*This column was originally posted at The Film Experience as part of the coverage of Hot Docs 2015.
It is hard to imagine today that there was once an America where political debates in the media were sensational, not just sensationalized. Harder yet is to envision a time when conservative political commentators weren’t complete buffoons, but rather eloquent, smart thinkers. That is exactly the time that Best of Enemies transports us to, Robert Gordon and Morgan Neville’s film about the televised debates leading up to the 1968 Republican and Democratic national conventions. ABC, then trailing as America’s third network and in search of a ratings boost, decided to pit two of the country’s most famous commentators against one another: the liberal Gore Vidal and the conservative William F. Buckley Jr. The two were known to dislike each other and their pairing on live TV was sure to cause a stir.

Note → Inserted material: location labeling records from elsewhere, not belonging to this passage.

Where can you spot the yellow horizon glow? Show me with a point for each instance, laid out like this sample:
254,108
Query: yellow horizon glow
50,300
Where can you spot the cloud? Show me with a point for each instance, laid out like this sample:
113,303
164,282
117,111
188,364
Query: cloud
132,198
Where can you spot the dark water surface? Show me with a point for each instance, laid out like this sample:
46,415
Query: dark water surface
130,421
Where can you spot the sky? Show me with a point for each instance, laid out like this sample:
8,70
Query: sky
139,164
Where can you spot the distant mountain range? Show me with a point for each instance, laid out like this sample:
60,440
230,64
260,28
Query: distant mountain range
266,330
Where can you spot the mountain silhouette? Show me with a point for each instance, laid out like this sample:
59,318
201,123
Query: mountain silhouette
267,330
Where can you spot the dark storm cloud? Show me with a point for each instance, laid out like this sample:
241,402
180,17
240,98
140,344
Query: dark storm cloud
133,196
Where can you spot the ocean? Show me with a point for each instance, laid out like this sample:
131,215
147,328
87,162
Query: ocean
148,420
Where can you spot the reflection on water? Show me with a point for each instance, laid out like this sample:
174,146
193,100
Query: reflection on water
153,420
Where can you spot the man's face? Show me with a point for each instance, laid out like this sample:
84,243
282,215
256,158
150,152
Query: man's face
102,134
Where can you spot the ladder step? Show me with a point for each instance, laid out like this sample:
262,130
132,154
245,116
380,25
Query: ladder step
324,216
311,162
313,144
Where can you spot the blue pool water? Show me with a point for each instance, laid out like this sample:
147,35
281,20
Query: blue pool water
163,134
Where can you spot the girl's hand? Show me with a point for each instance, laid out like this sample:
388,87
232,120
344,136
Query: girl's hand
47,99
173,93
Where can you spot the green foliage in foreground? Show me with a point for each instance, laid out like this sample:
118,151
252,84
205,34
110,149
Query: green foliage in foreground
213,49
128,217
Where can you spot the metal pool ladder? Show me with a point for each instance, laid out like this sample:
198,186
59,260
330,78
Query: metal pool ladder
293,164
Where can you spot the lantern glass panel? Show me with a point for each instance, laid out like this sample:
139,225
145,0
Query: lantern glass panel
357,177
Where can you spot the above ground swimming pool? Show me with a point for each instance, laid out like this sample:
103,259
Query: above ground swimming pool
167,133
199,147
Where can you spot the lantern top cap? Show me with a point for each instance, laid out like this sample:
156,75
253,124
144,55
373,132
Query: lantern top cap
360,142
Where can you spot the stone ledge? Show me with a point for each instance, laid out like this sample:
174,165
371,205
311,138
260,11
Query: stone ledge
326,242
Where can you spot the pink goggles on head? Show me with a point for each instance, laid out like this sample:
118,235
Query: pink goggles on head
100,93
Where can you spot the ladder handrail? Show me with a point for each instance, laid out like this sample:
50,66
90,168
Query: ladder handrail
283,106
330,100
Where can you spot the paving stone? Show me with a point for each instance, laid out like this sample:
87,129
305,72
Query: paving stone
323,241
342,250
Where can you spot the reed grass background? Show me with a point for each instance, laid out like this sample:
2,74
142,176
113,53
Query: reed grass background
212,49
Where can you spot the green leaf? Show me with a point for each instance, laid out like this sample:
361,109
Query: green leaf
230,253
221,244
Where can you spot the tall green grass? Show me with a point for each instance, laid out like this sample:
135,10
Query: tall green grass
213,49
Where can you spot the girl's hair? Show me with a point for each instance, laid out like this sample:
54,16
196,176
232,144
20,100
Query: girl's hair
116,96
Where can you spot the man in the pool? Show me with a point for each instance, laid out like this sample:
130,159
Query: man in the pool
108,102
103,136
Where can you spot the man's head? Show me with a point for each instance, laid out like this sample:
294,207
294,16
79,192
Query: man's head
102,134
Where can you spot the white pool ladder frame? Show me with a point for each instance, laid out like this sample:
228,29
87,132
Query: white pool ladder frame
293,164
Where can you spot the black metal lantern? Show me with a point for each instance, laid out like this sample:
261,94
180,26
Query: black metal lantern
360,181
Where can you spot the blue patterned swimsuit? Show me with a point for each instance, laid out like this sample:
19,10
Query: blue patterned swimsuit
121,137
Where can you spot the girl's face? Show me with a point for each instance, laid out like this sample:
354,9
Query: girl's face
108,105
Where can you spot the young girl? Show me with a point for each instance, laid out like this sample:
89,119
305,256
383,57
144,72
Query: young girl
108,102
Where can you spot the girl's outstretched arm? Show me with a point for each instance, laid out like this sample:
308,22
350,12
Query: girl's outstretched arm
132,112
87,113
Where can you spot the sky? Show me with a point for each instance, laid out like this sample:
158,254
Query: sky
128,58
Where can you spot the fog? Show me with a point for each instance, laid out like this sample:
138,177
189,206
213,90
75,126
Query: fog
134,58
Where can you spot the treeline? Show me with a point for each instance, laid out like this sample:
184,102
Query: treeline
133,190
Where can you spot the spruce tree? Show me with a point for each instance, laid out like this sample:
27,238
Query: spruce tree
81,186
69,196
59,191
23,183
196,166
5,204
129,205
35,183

Their prediction proved to be correct when on the 8th night of a series of incendiary discussions, Buckley reacted to Vidal’s name-calling and being labeled a “crypto-Nazi” with a momentary burst of anger…
Now listen, you queer, stop calling me a crypto-Nazi or I’ll sock you in the face and you’ll stay plastered.”
Buckley regretted this lapse of judgment for the rest of his life and was haunted by memories of that night. Vidal, the more outrageous of the two characters, carried the memory with a triumphant smirk. Best of Enemies creates an energetically paced, consistently entertaining narrative out of these debates. It is formally trapped in the familiar structure of similar documentaries, with several talking head interviews that contextualize the significance of the debates and the ramifications of it for American TV and the two. Not all of these inserts seem necessary, though most of them – such as conversations with Buckley’s brother and TV executives who knew both commentators – are exciting. Still, the best parts of the films are excerpts from the original debates. The vicious and hilarious cat-fighting leaves one pining for that golden age of TV.
A more unconventional structure is at play in The Nightmare, Rodney Ascher’s follow-up to the acclaimed Room 237. Based on the lives of eight people who suffer from sleep paralysis, the condition that was the inspiration behind Nightmare on Elm Street, the film explores the world of this strange and, literally, unbelievable disease. Those who suffer see all kinds of monsters and ghosts in their sleep, and they fall into paralysis at once, unable to move or talk at all as these demons infiltrate their bodies. Employing animated sequences and visual effects to show the nightmares of these eight people, Ascher’s film is the rare documentary that doubles as a horror film. As the subjects delve deeper into their nightly terrors, the film also raises the stakes, faithfully recreating the claustrophobic sense of indefensibility against these creatures.
The most intriguing aspect of these horrific experiences is how much their share in common, not just in their nature, but in the specifics of the violent imagery. The Nightmare traces the origins of these visions and arrives not just at recent pop culture icons, but even classical art in which shared elements of sleep paralysis – demons with red eyes, black cats sitting on a dormant person’s chest – appear across works that were produced in different countries in different era. Whether it is the familiar imagery that feeds the nightmares of the subjects or whether it is artists who have brought to life visions that terrified them is the most interesting question the film raises. But beyond the curiosity of this rare condition, Ascher doesn’t know how to deal with the material. The film touches on a superficial level the medical, religious and personal reasons behind each subject’s condition, but never fully engages with them on a deeper level. While the oddity of the topic and the horror scenes are intermittently interesting, they are not enough to keep the film from falling into a repetitive cycle of tedium from which it can never escape.
The Dictator’s Hotel proves a much more rewarding experience, despite its concise, 15-minute running time. Directed by Florian Hoffman, this one visits a newly built but completely abandoned hotel in the Central African Republic, owned by Libyan dictator Muammar Gaddafi before his death. Still supervised by its diligent staff, the hotel’s equipment and furniture have never been touched, but it remains ready to serve at a moment’s notice. The building’s ostentatious structure and vast landscape is splendid and at utter odds with the poverty that surrounds it, though rather cleverly, we are only exposed to the surroundings through the iron gates of the hotel and the few words spoken by one of the employees. This brief visit of the building, during which a North African hotel manager acts as tour guide, is haunting, serving as a reminder of the atrocities committed by political leaders in the region and the sense of entitlement that at once secludes and protectes them from the abject destitution of people in their countries. That the film does this with so few references, and no visual depictions, of political or economic turmoil, and remains entirely within the confines of a single building, is truly extraordinary. The Dictator’s Hotel might not travel outside of specialized festival circuits, but it’s a sharp, humorous and unique film that deserves a much bigger audience.